In this edition, Klein draws on interviews with industry professionals from notable reality shows such as “The Real World” and “Teen Mom” to illustrate how MTV crafted a narrative around youth and identity. The book discusses how the network’s programming choices reflected and shaped perceptions of race, gender, and class, ultimately influencing how Millennial audiences engaged with diverse identities. Through this analysis, readers will gain a deeper understanding of the interplay between popular culture and social dynamics during a pivotal time in television history.

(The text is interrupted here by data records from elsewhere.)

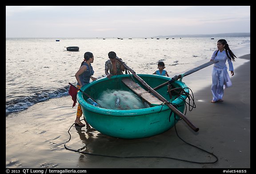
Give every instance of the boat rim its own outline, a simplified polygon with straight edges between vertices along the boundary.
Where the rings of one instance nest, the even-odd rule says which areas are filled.
[[[159,76],[158,75],[155,74],[137,74],[139,76],[151,76],[153,77],[155,76],[157,76],[158,78],[160,78],[166,80],[167,81],[171,80],[171,78],[169,77]],[[123,78],[125,77],[128,77],[130,76],[130,74],[122,74],[119,75],[118,76],[113,76],[112,78]],[[116,77],[117,76],[117,77]],[[92,81],[89,84],[83,86],[81,88],[81,90],[83,91],[84,91],[87,88],[90,88],[92,86],[94,85],[96,83],[99,83],[100,82],[106,81],[108,80],[109,79],[107,77],[102,78],[98,79],[95,81]],[[180,86],[181,87],[187,88],[188,86],[183,82],[180,81],[175,81],[173,83],[177,83],[178,85]],[[185,89],[185,91],[186,92],[189,92],[189,90],[188,89]],[[77,93],[77,99],[78,102],[82,107],[86,107],[86,109],[98,114],[103,114],[109,115],[111,116],[139,116],[142,115],[146,115],[149,114],[152,114],[156,112],[159,112],[161,111],[165,111],[168,109],[170,109],[169,107],[166,104],[160,104],[159,105],[156,105],[155,106],[153,106],[149,108],[146,108],[140,109],[130,109],[130,110],[116,110],[116,109],[110,109],[103,108],[99,108],[94,106],[93,106],[88,103],[87,103],[85,100],[84,99],[83,97],[83,93],[80,91],[79,91]],[[172,103],[175,103],[178,104],[184,101],[184,100],[186,100],[187,98],[187,96],[184,94],[181,96],[183,98],[183,100],[178,97],[173,101],[172,101]]]

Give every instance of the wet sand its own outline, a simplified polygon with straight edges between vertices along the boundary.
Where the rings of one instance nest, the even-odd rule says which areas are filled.
[[[212,66],[184,78],[183,81],[193,92],[196,105],[191,112],[188,108],[186,116],[199,128],[198,132],[183,120],[176,124],[179,136],[175,128],[159,135],[136,139],[111,137],[88,126],[76,128],[72,124],[77,104],[72,108],[71,97],[67,96],[38,103],[6,118],[6,167],[249,168],[250,61],[237,68],[236,64],[250,60],[250,56],[241,56],[234,63],[232,86],[225,89],[223,102],[210,102]],[[71,127],[71,139],[68,142]],[[179,137],[213,153],[218,161],[206,164],[215,162],[216,158]],[[95,156],[68,150],[64,144],[71,149],[104,155],[179,159]]]

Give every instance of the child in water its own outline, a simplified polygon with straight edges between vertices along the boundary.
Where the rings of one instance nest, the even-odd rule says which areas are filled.
[[[155,71],[155,72],[153,73],[153,74],[169,77],[169,75],[168,75],[167,71],[166,71],[165,70],[164,70],[165,68],[165,66],[164,66],[164,62],[158,62],[158,69],[159,70],[157,70]]]

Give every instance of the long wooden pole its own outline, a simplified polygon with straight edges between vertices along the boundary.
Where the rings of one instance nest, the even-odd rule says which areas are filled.
[[[185,116],[184,114],[183,114],[180,111],[179,111],[178,109],[175,108],[171,104],[168,103],[169,102],[168,101],[165,99],[164,97],[163,97],[161,95],[159,94],[156,91],[152,88],[151,88],[150,86],[148,85],[147,83],[146,83],[145,81],[143,80],[143,79],[142,79],[141,78],[139,77],[132,70],[131,68],[130,68],[130,67],[129,67],[127,65],[126,65],[126,64],[121,60],[120,60],[117,56],[116,56],[116,59],[118,61],[119,61],[122,65],[123,65],[125,68],[129,70],[132,73],[132,75],[133,75],[134,77],[135,77],[137,80],[140,81],[144,86],[147,88],[149,91],[150,91],[150,92],[151,92],[151,93],[152,93],[153,94],[156,95],[156,96],[159,99],[159,100],[165,103],[165,104],[169,107],[169,108],[171,109],[171,110],[172,110],[172,112],[173,112],[174,113],[175,113],[176,114],[179,116],[180,118],[183,119],[183,120],[185,121],[185,122],[192,129],[193,129],[194,131],[196,132],[199,130],[199,128],[196,127],[194,124],[193,124],[192,123],[191,123],[188,120],[188,119]]]

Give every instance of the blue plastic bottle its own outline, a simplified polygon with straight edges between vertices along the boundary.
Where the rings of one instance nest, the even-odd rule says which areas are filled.
[[[93,101],[91,98],[88,98],[87,99],[87,102],[88,104],[92,104],[92,106],[96,106],[96,107],[100,107],[99,104]]]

Official synopsis Publisher
Between 1995 and 2000, the number of music videos airing on MTV dropped by 36 percent. As an alternative to the twenty-four-hour video jukebox the channel had offered during its early years, MTV created an original cycle of scripted reality shows, including Laguna Beach, The Hills, The City, Catfish, and Jersey Shore, which were aimed at predominantly white youth audiences. In Millennials Killed the Video Star Amanda Ann Klein examines the historical, cultural, and industrial factors leading to MTV’s shift away from music videos to reality programming in the early 2000s and 2010s. Drawing on interviews with industry workers from programs such as The Real World and Teen Mom, Klein demonstrates how MTV generated a coherent discourse on youth and identity by intentionally leveraging stereotypes about race, ethnicity, gender, and class. Klein explores how this production cycle, which showcased a variety of ways of being in the world, has played a role in identity construction in contemporary youth culture—ultimately shaping the ways in which Millennial audiences of the 2000s thought about, talked about, and embraced a variety of identities.